The jury found the baby had died at the family home and that the cause of death was haemorrhage due to stab wounds. An open verdict was returned.

“It went on for about four days. It was very emotional. There were 12 jury members and they were all crying at the end of it. They [the jury] were out for a long time – maybe three or four hours – but eventually they came in and announced that all 12 accepted she [Cynthia Owen] was the mother of the child. That was terribly emotional. She was screaming crying. You have no idea . . . it was the most emotional thing I have ever been to.”

Afterwards, he called Cynthia Owen back to the stand and asked her for the baby’s name. “I just thought the baby deserved a name.”

A sister of Ms Owen brought judicial review proceedings seeking to overturn the unanimous jury finding at an inquest.

Ms Owen’s sister claimed that Ms Owen’s allegations of the murder and disposal by a family member of the baby were completely untrue and that there was, in fact, no baby. The legal row was settled at the High Court in 2010. The settlement terms include an acknowledgement by Geraghty that the verdict did not implicate Ms Owen’s sister in any wrongdoing whatsoever.

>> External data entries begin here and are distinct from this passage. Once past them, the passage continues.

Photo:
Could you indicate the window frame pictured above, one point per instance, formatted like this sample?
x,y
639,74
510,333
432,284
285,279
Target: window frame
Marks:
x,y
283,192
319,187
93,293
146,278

In his experience as a doctor and a coroner, Geraghty says: “Child abuse is endemic in society in this country.

“The main perpetrators . . . are family members. It’s much more difficult for a victim to expose a family member,” says Geraghty who adds he is aware that in cases of suicide, sexual abuse can sometimes be a factor.

Geraghty said he was contacted by other victims of abuse after that inquest and that he put them in contact with the gardaí. He said they got courage from the (inquest) case and from Cynthia Owen.

Another inquest that sticks in his memory is the death of a young man who collapsed and died during a basketball tournament and who had drunk up to three cans of Red Bull on the day.

A jury reached a unanimous verdict that the cause of death was unexplained Sudden Adult Death syndrome. There was no evidence that the drink was responsible for his death.

“I’ve had a significant number of cases of young men just dropping dead – Sudden Adult Death syndrome – it’s sad when it happens.”